Wall Street Journal has an interesting article on how this
led to a complete rethinking of how to get nickel. Instead of buying nickel from abroad that was
extracted from scarce and high-grade nickel ore, steel producers in China
started experimenting with a low-grade ore that has a mix of nickel and iron.
Such ore is inefficient for producing pure nickel, but prices became high
enough that even this material started to be profitable. And more importantly,
steel makers don’t actually need pure nickel. Nickel mixed with iron is
perfectly fine for them because they will be mixing the nickel into iron
anyway. From this insight they started a gradual process of improving an
initially inefficient (and high-polluting) process until it has reached
efficiency and cleanliness that is high enough to actually push the nickel
prices nearly as low as their start. What made the effort successful in the end
was the realization that a different kind of furnace was used than the kind had
originally seemed best.
This was an innovation born from a need and a
shortage. The irony is that this new process could have been used much earlier,
but no experimentation was made until the need grew serious. This is something I have written about before,
and that has become an established part of our thinking about how firms behave.

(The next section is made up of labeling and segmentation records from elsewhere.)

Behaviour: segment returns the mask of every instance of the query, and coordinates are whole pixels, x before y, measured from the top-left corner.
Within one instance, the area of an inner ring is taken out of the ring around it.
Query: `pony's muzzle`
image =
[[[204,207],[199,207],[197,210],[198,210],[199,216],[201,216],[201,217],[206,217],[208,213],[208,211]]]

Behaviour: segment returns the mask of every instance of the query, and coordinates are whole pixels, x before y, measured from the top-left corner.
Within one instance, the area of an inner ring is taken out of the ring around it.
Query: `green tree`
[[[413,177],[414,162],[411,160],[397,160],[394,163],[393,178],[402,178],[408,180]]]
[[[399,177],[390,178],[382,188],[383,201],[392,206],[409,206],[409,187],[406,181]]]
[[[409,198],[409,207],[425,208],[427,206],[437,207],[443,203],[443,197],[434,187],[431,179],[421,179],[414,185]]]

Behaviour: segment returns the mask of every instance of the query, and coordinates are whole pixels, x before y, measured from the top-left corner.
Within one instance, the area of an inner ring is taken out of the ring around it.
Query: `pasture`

We do observe them thinking ahead, but there is also a lot of reactions to
their experiences and their current needs. Along with Giovanni Gavetti, Dan
Levinthal, and Willie Ocasio, I have written a chapter summarizing much of the current thinking about how firms make changes. The conclusion is pretty clear: It is well documented that firms respond to problems, which is the kind of innovation people don't think about so much. We know less about firms chasing opportunities, which is the kind of innovation people think about often. Wouldn't it be interesting to know whether this is because "responding to problems" happens more often, or because it is easier to discover?
Batra, B. and J. W. Miller. 2013. Innovation and Investment
Pop Commodity Price Bubble. Wall Street Journal, Dec 8 2013.